10 July 2022

Fiction Snippet

This rose from debating if x event would lead to y result with a friend.

I saw him from almost a mile away. Even from that distance he looked weathered and bent. Like everyone, he carried a rifle, but he carried his differently from the people around here. A stranger; with his weapon held as if expecting trouble at any moment.

He was clearly heading towards my place; not passing by.

That was very unusual. Strangers were rare enough since the flare. A stranger interested in one particular person set off alarms. Not too loudly, he was clearly alone and I'd had to deal with far worse during the riots when the government bungled just about everything in trying to restore basic services that had been disrupted by the nation's electrical grid going tits up. To be fair, if it had merely been just the government, we might have gotten through but just been miserable; but too many people panicked.

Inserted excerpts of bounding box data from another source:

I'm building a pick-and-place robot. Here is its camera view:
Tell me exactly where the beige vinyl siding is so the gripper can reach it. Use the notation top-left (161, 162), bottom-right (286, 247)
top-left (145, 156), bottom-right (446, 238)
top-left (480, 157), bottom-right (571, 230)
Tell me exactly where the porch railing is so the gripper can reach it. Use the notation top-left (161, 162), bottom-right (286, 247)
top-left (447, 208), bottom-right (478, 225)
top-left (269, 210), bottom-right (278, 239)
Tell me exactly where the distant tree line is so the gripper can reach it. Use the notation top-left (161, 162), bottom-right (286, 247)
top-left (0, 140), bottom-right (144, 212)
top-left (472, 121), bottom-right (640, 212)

Then others panicked in response to that panic and it just kind of snow balled from there.

I was lucky. My parents had a farm and we lived where crops grew. Outside of a few towns; where I lived was sparsely populated and the nearest city had a college and a animal disease research facility. A bad combination it turned out when inexperienced students and professors who'd spent too much time isolated from the realities of life discovered that research cattle was not good food. We give the city a wide berth, I am not sure the ruins harbor anything contagious, but I also want to die of old age.

The stranger was at the fence. He paused long enough to catch my eye and slung his rifle. He didn't wait for me to wave or acknowledge him; he just opened the gate and started up the drive. I grabbed my rifle and checked to make sure there was a round chambered. The stranger saw and grinned; and kept walking.

I could see him better now. He was obviously older than me, and seemingly older still from having traveled a less lucky path since the flare. His clothing was that strange mix of recently made and scavenged military many of us wore. What was exceptional was that he was wearing an ammo-carrying vest. Now that things had settled down locally, few of us bothered being that ready for trouble; but I suppose a traveler would need to be. His shoes didn't match. The newer shoe was on the leg with the limp; the older shoe was actually a boot. His face was leathery weathered and there were clearly well set laugh-lines. There was something familiar about his eyes that I almost recognized.

He walked right up to the base of the porch steps, smiled wide, and reached into a canvas satchel. I tensed up and pointed my rifle more generally at him; his movements slowed down but he continued to remove something from the bag. He said, “Anglave, I believe I owe you a coke.”

Setting the can on the porch steps, he turned and limped back the way he'd come.

“Thag?”

Can't learn to write until you practice writing, I says.

3 comments:

  1. Interesting twist there at the end. I like it.

    If you haven’t already been there, I would recommend checking out Mad Genius Club. It’s a shared blog done by several independent authors, with very good insights into writing and indy publishing. And then there are my occasional comments there :-).

    D.A. Brock

    ReplyDelete
  2. That's why I write fan fiction.

    ReplyDelete
    Replies
    1. I like world creation too much to write in someone else's sandbox.